2025年の WHA で、この期限は 2030年 に延長されました。
あわせて新しい目標が置かれています――5歳未満の子どもの過体重の割合を 5%未満 に抜け・維持すること。
延長は、達成が遠いことの証左でもあります。WHO は、多くの国が依然として 2025年目標の達成経路から外れているとしています。
ただし、止まり始めた国もある
悲観的な話ばかりではありません。
WHO は、多くの国が行動を起こしており、一部の国では小児肥満率の横ばい化が達成されているとも報告しています。

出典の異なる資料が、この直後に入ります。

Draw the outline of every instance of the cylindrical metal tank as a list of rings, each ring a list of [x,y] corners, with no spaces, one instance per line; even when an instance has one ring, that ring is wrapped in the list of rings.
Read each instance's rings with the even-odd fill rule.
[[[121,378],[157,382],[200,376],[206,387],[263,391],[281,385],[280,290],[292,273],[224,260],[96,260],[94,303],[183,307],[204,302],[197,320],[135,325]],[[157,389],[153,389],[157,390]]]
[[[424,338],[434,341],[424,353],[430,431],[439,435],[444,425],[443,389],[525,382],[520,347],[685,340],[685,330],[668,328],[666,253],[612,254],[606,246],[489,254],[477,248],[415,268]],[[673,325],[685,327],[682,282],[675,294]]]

増え続けていたものが横ばいになる。地味な変化に見えますが、人口規模で考えれば、これは十分に大きな達成です。
WHO が推奨していること
食事と身体活動に関する WHO のグローバル戦略では、こう示されています。
ほとんどの日に、少なくとも 30分の中強度の身体活動を定期的に行うことは、心血管疾患と糖尿病、結腸がん、乳がんのリスクを低減させる
30分。しかも「中強度」です。息が少し弾む程度の早歩きがこれにあたります。
なぜこの話を書くのか
化粧品を売る会社が、なぜ肥満の話を書くのか。
Value Village は「美容から健康まで」を言っています。そう名乗る以上、世界で何が起きているのかを、一次情報で知っておく必要があると考えています。
商品の話にするつもりはありません。化粧品もサプリも、肥満をどうにかするものではないからです。
その上で、30分歩くことのほうが、どんな商品より確かなこともあると書いておきます。
参考:WHO「Obesity and overweight」ファクトシート、WHO「Controlling the global obesity epidemic」、WHO「Global Strategy on Diet, Physical Activity and Health」、WHO欧州地域事務局報道発表(2025年11月4日)
※本記事は公的機関の公表資料の紹介であり、疾病の診断・治療・予防を目的としたものではありません。体重や体調についてのご心配は医療機関にご相談ください。